How to use Application Inspector

English | ν•œκΈ€

Application Inspector

1. Introduction

Application inspector provides an aggregate view of all the agent's resource data (cpu, memory, tps, datasource connection count, etc) registered under the same application name. A separate view is provided for the application inspector with stat charts similar to the agent inspector.

To access application inspector, click on the application inspector menu on the left side of the screen.

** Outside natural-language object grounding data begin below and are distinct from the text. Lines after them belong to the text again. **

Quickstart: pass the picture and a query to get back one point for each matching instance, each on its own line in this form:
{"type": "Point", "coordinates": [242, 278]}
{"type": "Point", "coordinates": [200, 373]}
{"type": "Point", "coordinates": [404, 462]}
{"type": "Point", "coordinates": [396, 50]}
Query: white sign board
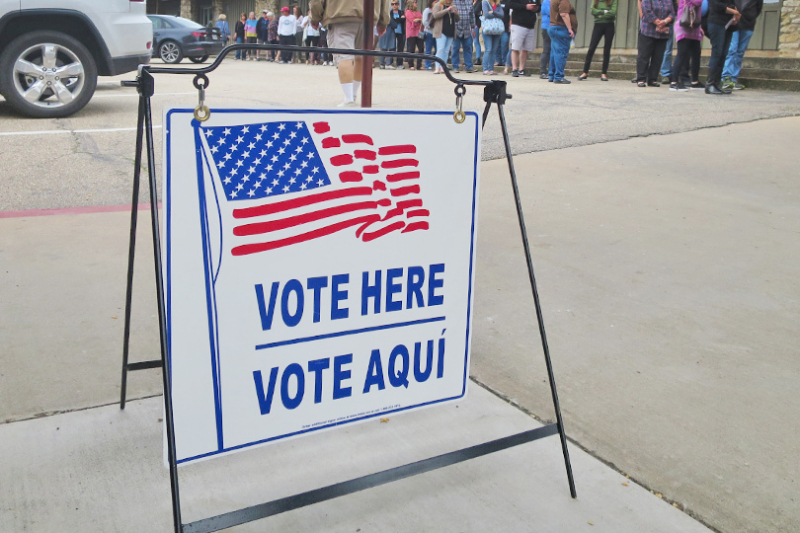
{"type": "Point", "coordinates": [319, 269]}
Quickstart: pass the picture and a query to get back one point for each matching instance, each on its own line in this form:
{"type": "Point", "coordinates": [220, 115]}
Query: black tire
{"type": "Point", "coordinates": [170, 52]}
{"type": "Point", "coordinates": [59, 91]}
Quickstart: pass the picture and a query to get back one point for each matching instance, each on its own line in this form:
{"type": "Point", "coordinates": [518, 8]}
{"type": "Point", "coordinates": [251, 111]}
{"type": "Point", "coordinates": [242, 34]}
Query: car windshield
{"type": "Point", "coordinates": [185, 23]}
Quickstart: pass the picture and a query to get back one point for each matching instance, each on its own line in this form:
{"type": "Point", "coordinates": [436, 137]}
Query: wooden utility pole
{"type": "Point", "coordinates": [367, 61]}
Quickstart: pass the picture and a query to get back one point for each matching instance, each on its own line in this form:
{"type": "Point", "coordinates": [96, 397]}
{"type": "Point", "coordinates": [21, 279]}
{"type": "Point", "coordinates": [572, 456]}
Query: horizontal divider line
{"type": "Point", "coordinates": [348, 332]}
{"type": "Point", "coordinates": [248, 514]}
{"type": "Point", "coordinates": [143, 365]}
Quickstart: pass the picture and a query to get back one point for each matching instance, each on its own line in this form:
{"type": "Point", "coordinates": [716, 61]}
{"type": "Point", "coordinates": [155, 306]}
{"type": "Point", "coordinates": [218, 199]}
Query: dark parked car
{"type": "Point", "coordinates": [175, 38]}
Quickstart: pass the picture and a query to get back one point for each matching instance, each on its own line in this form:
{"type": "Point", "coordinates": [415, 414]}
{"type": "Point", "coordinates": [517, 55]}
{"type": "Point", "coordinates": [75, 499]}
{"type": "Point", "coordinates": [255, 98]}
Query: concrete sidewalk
{"type": "Point", "coordinates": [101, 470]}
{"type": "Point", "coordinates": [667, 269]}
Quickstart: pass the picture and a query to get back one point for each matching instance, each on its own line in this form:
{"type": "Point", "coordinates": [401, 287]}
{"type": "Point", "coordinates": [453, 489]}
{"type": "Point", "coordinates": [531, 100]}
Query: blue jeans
{"type": "Point", "coordinates": [733, 64]}
{"type": "Point", "coordinates": [492, 44]}
{"type": "Point", "coordinates": [466, 43]}
{"type": "Point", "coordinates": [443, 45]}
{"type": "Point", "coordinates": [430, 48]}
{"type": "Point", "coordinates": [503, 57]}
{"type": "Point", "coordinates": [240, 53]}
{"type": "Point", "coordinates": [666, 64]}
{"type": "Point", "coordinates": [720, 43]}
{"type": "Point", "coordinates": [559, 50]}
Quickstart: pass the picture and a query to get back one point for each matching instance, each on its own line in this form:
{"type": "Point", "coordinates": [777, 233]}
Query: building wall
{"type": "Point", "coordinates": [790, 29]}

  • 1 : application inspector menu, 2 : application stat data

The Heap Usage chart above for example, shows the average(Avg), smallest(Min), greatest(Max) heap usage of the agents registered under the same application name along with the id of the agent that had the smallest/greatest heap usage at a certain point in time. The application inspector also provides other statistics found in the agent inspector in a similar fashion.

Application inspector requires flink and zookeeper. Please read on for more detail.

2. Architecture

A. Run a streaming job on flink. B. The taskmanager server is registered to zookeeper as a data node once the job starts. C. The Collector obtains the flink server info from zookeeper to create a tcp connection with it and starts sending agent data. D. The flink server aggregates data sent by the Collector and stores them into hbase.

3. Configuration

In order to enable application inspector, you will need to do the following and run Pinpoint.

A. Create ApplicationStatAggre table (refer to create table script), which stores application stat data.

B. Configure zookeeper address in Pinpoint-flink.properties which will be used to store flink's taskmanager server information.

    flink.cluster.enable=true
    flink.cluster.zookeeper.address=YOUR_ZOOKEEPER_ADDRESS
    flink.cluster.zookeeper.sessiontimeout=3000
    flink.cluster.zookeeper.retry.interval=5000
    flink.cluster.tcp.port=19994

C. Configure job execution type and the number of listeners to receive data from the Collector in Pinpoint-flink.properties.

  • If you are running a flink cluster, set flink.StreamExecutionEnvironment to server.

  • If you are running flink as a standalone, set flink.StreamExecutionEnvironment to local.

      flink.StreamExecutionEnvironment=server

D. Configure hbase address in hbase.properties which will be used to store aggregated application data.

    hbase.client.host=YOUR_HBASE_ADDRESS
    hbase.client.port=2181

E. Build Pinpoint-flink and run the streaming job file created under target directory on the flink server.

  • The name of the streaming job is pinpoint-flink-job-{pinpoint.version}.jar.

  • For details on how to run the job, please refer to the flink website.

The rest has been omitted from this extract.